This tutorial will cover R API for cytoscape through RCy3 package. People who are interested in Cytoscape GUI with can follow Lars Juhl Jensen’s labs tutorial(https://jensenlab.org/training/stringapp/).

1 Installation and testing the setup

If the packages required for this session are not available, please create the environment using the “renv.lock” file.¨

renv::restore(lockfile = "renv.lock")

suppressMessages(library(dplyr))
suppressMessages(library(RCy3))
suppressMessages(library(readxl))
suppressMessages(library(tidyverse))
suppressMessages(library(readxl))

Start the cytoscape app before running any of the follwoing code.

cytoscapePing()
cytoscapeVersionInfo()

##       apiVersion cytoscapeVersion 
##             "v1"          "3.8.0"

Now close the cytoscape and install the string database app using R studio.

installApp("stringapp")

1.1 Installation of cytoscape apps using R

To install cytoscape apps one can use the Cytoscape GUI through app manager or can install directly from R using the following code. The following step wont be necessary for this course.
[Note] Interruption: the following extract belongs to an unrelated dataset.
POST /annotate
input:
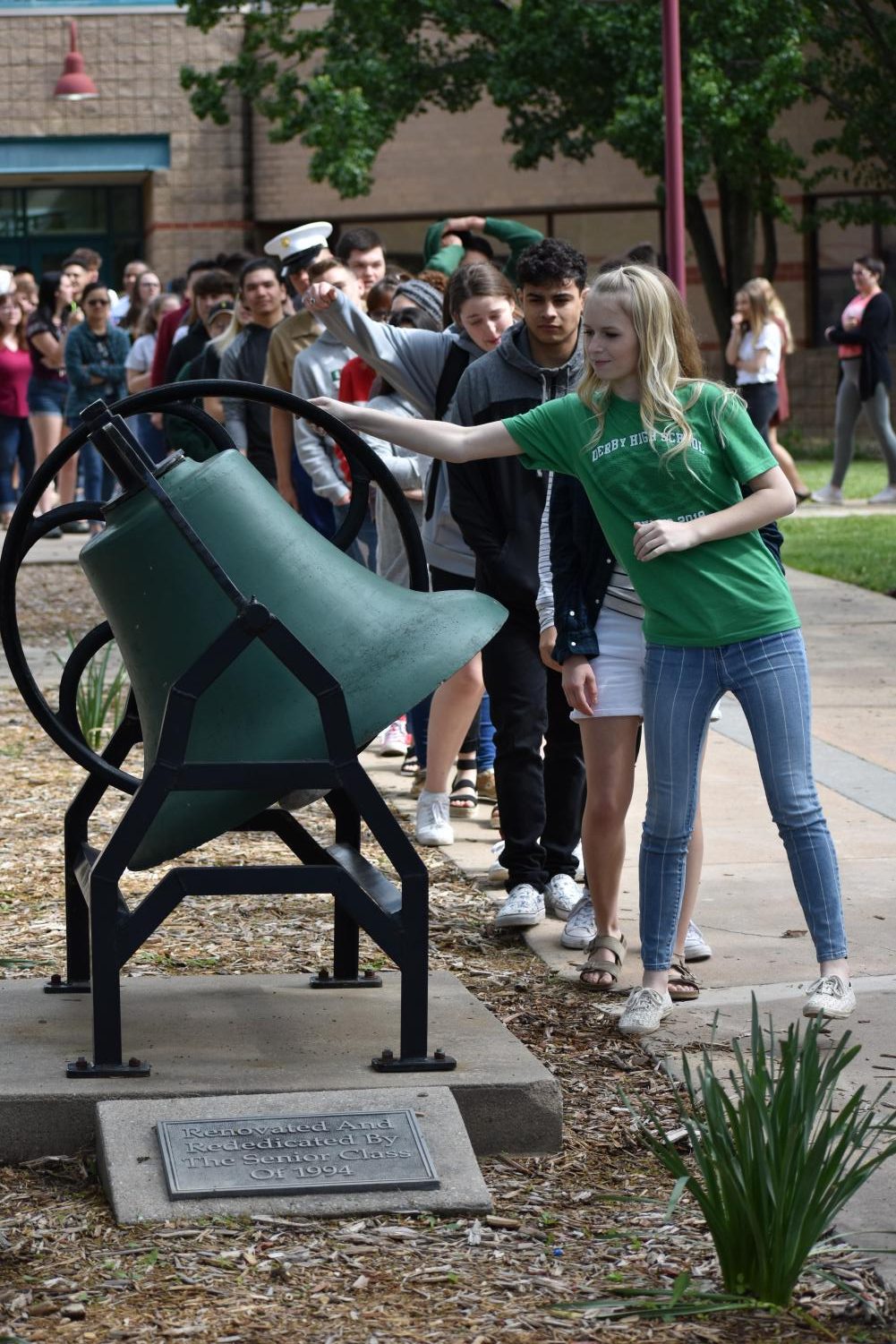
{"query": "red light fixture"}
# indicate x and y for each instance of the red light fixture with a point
(74, 83)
installation_responses <- c()

#list of app to install
cyto_app_toinstall <- c("clustermaker2", "enrichmentmap", "autoannotate", "wordcloud", "stringapp", "aMatReader", "yFiles Layout Algorithms", "enhancedGraphics")

cytoscape_version <- unlist(strsplit( cytoscapeVersionInfo()['cytoscapeVersion'],split = "\\."))
if(length(cytoscape_version) == 3 && as.numeric(cytoscape_version[1]>=3) 
   && as.numeric(cytoscape_version[2]>=7)){
  for(i in 1:length(cyto_app_toinstall)){
    #check to see if the app is installed.  Only install it if it hasn't been installed
    if(!grep(commandsGET(paste("apps status app=\"", cyto_app_toinstall[1],"\"", sep="")), 
             pattern = "status: Installed")){
      installation_response <-commandsGET(paste("apps install app=\"", 
                                                cyto_app_toinstall[i],"\"", sep=""))
      installation_responses <- c(installation_responses,installation_response)
    } else{
      installation_responses <- c(installation_responses,"already installed")
    }
  }
  installation_summary <- data.frame(name = cyto_app_toinstall, 
                                     status = installation_responses)
  
  knitr::kable(list(installation_summary),
  booktabs = TRUE, caption = 'A Summary of automated app installation'
)
}

1.2 Intuition behind using RCy3 to analyze networks with cytoscape.
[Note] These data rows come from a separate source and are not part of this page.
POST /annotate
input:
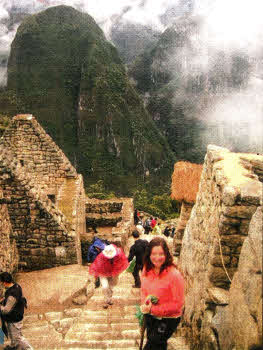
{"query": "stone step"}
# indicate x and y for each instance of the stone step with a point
(107, 344)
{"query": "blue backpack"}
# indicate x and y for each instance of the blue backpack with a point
(93, 252)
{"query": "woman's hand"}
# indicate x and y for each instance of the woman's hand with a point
(146, 308)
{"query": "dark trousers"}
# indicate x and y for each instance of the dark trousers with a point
(159, 331)
(136, 275)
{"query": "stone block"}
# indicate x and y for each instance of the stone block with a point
(219, 278)
(232, 241)
(51, 316)
(73, 312)
(239, 211)
(217, 260)
(217, 296)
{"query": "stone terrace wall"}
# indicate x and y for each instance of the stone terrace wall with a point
(8, 250)
(179, 232)
(43, 235)
(239, 323)
(37, 153)
(229, 195)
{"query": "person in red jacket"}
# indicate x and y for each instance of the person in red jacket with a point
(108, 265)
(161, 278)
(153, 223)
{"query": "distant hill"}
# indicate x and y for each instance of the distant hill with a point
(63, 70)
(177, 90)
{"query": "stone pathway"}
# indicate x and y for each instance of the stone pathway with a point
(91, 326)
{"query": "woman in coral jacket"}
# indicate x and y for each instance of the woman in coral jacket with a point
(161, 278)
Cytoscape(www.cytoscape.org) is probably the most popular applications for network analysis and visualization with GUI. In this session, we will learn about new capabilities to integrate Cytoscape into programmatic workflows and pipelines using R. Apart from programmatic workflow, the access through R allows direct access to network analyses as being part of an ongoing analyses instead of a separate instance. This also makes analyses steps more explicit hence more reproducible. There are community provided scripts available for various kinds of analyses at (https://github.com/cytoscape/cytoscape-automation/tree/master/for-scripters/R/notebooks). If you are interested in the type of analyses that suits your project more, you may find some scripts related to that here. This tutorial is just a quick hands on introduction to using Cytoscape using from R. Cytoscape has amazing amount of functionality and only a fraction of it can be covered here.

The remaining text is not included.